The strata corporation cannot interfere with the council’s discretion regarding certain matters, including whether a person has contravened a bylaw or rule, whether a person should be fined and the amount of the fine, whether a person should be denied access to a recreational facility and whether a person should be required to pay the reasonable costs of remedying a contravention of the bylaws or rules and whether an owner should be exempted under a bylaw that prohibits or limits rentals (s. 27(2), Act).
Council decisions can be challenged on certain grounds such as, for example, if they are significantly unfair, contrary to law or otherwise improper.
What is the procedure for decisions?
The council must give the applicant a written decision within one week after the hearing if a decision is required. When calculating the number of days within the one week period (7 days), the day the hearing is held is not counted as one of those days and the decision must be delivered to the applicant before the 8th day.
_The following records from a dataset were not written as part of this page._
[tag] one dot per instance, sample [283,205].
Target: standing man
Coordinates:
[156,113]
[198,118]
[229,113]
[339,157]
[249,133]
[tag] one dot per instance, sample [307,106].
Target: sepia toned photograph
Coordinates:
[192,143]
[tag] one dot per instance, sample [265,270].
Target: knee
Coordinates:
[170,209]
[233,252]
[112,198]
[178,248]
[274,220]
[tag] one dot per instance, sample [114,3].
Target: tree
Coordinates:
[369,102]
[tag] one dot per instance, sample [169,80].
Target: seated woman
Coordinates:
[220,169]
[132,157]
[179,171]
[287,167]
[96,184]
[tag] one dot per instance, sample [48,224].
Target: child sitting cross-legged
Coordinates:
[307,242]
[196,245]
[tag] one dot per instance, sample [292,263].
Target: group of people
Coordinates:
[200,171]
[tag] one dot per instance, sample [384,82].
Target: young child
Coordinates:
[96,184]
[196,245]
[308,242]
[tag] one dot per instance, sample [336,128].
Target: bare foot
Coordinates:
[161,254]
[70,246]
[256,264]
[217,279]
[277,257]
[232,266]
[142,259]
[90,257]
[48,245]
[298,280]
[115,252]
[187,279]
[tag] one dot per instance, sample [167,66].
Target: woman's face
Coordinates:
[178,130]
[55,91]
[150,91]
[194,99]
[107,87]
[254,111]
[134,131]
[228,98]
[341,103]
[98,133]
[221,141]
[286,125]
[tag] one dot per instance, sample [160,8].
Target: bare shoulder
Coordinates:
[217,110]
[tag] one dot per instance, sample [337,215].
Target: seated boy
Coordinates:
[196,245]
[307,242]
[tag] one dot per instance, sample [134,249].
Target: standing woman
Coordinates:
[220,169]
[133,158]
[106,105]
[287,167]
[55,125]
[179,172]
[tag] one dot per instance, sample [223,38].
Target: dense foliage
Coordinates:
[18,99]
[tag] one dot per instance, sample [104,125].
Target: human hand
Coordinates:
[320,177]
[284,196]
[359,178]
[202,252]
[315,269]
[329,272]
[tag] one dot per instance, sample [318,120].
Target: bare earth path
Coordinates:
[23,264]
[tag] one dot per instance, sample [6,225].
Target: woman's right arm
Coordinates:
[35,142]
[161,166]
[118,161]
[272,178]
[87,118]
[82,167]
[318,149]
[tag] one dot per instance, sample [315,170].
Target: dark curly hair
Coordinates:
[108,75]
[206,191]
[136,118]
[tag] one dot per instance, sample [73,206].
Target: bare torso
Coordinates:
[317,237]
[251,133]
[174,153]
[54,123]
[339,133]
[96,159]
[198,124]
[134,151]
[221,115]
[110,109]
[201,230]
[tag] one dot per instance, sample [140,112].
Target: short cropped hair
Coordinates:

A decision given to the applicant by the strata corporation is given when it is left with the applicant or is conclusively deemed to have been given 4 days after it is left with an adult occupant, put under the door, mailed, put through the mail slot or in the mail box, faxed or emailed (s. 61, Act).
There are concerns regarding whether delivery of a strata corporation decision to an owner or tenant by email is valid if the owner or tenant did not specifically provide the email address for that purpose: Azura Management (Kelowna) Corp. v. Strata Plan KAS2428 (2009), 95 B.C.L.R. (4th) 358 (B.C.S.C.). The strata corporation should not deliver a decision to an owner or tenant by email unless it has first obtained the written consent from the owner or tenant to provide delivery by email for purposes set out in s. 61 of the Act.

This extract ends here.